From: rbacal@escape.ca
Date: 02/11/00


Replying to LO23946 --

On 10 Feb 00, at 21:23, Fred Nickols wrote:

> >This is all very interesting, although it's again wandering around in
> >the desert looking to the dessert in all the wrong places.
>
> So you say, Robert; however, I don't agree with you.

That's ok. You and I often disagree, but you always have something well
thought out to offer. What I'm asking is that this topic could easily be
more grounded with specific implications for practice, rather than beating
the definitions into the ground. It's not that the definitions are
unimportant, but like a desert, it gets pretty dry.

> True, using a photo is not the same as articulating features but I never
> said it was. However, if we are talking about the ability to develop
> tacit knowledge in others, and if (as I assume) we are unable to
> articulate it in ways that this development occurs, then I fail to see how
> using photos is cheating (except in the sense that it is not relying on
> words).

I was trying to help you out ...grin.... If I teach you to recognize a
face by using a picture, I haven't articulated anything, so that supports
your position. To disprove your position I would have to articulate this
unarticulable knowledge in a way that someone can "learn" it. The proof
would be in the ability of the person to recognize.

Showing a picture of me wouldn't need to involve any articulation on my
part, which is why it would be "cheating".

> >However I believe if you allowed me enough resources and research
> >capabilities, I could teach you or anyone how to recognize almost
> >anyone (at least from the same cultural group). It clearly CAN be
> >done. So either recognizing faces isn't an example of tacit, or tacit can
> >be articulated and taught. All that would remain would be to carry out
> >the research, which I suspect has already been done.
>
> Robert: You are noted for taking fine points so bear with me while I
> attempt something similar. In the paragraph above, the word "So" is used
> as a synonym for "therefore." In other words, your opening statement, one
> of belief, is followed by a conclusion that hinges on the acceptance of
> the belief. Clearly, you accept the belief; after all, it is yours. I
> don't. Therefore, for me, your conclusion does not follow. It is for you
> a quite correct conclusion. It is for me a non sequitur.

That's fair. Let me restate. It wouldn't surprise me if I got this wrong.

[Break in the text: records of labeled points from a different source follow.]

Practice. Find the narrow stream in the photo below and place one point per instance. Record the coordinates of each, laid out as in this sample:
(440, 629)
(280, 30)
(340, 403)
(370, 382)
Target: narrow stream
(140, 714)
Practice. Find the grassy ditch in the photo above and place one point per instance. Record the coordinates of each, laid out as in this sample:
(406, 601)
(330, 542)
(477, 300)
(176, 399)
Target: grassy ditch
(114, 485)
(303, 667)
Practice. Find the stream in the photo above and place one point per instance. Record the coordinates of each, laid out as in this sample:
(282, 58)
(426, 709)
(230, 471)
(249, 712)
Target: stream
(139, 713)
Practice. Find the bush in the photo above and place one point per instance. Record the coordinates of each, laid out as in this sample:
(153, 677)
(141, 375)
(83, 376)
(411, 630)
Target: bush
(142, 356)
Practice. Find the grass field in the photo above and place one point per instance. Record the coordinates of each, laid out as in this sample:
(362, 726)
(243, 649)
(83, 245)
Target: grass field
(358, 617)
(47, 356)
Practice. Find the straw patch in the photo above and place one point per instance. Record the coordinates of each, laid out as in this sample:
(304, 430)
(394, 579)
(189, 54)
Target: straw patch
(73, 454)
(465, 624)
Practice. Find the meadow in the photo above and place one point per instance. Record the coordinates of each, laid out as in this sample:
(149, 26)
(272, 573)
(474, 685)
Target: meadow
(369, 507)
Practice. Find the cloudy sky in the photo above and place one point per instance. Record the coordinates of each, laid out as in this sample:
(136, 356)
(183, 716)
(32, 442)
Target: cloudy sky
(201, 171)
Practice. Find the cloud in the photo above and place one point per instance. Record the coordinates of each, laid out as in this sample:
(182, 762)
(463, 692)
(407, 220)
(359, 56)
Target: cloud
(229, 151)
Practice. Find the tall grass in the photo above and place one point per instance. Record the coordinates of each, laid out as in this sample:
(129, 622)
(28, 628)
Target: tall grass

1) Using Polayni's definition, tacit knowledge cannot be articulated
or "transfered".
2) You used the example of recognizing a face as tacit.
3) If I can articulate and teach how to recognize a face, then either
we need to throw out Polayni's definition, or we need to call face
recognition implicit or explicit knowledge.
4) I claim it is possible to make the tacit accessible in some areas,
in fact most areas.
5) I disagree with the definition.

> >Quite
> >honestly, if I CAN do take someone and teach something you call
> >tacit, so they can carry out the task, demonstrating they have
> >learned, then that's all it takes to disprove the notion that tacit
> >knowledge is inexplicable. If I explicate, someone understands,
> >and performs well at the task that proves understanding in action,
> >what else is important?
>
> Well, for starters, what was explicated? Next, how did that explicated
> knowledge get transformed into a capacity for action on the part of the
> learner? Is there more to performing the task than the articulated
> description of it? If so, what is that something else? If not, have we
> finally discovered an instance in which the map is indeed the territory?

I'm not sure it matters.

> >The nifty part is that the people I succeeded in teaching this too
> >could then teach others to do it. Tacit knowledge has to do with
> >HOW something is learned and has little to do with the CONTENT
> >of the knowledge.
>
> That sounds to me like one of your favorite subjects: cueing.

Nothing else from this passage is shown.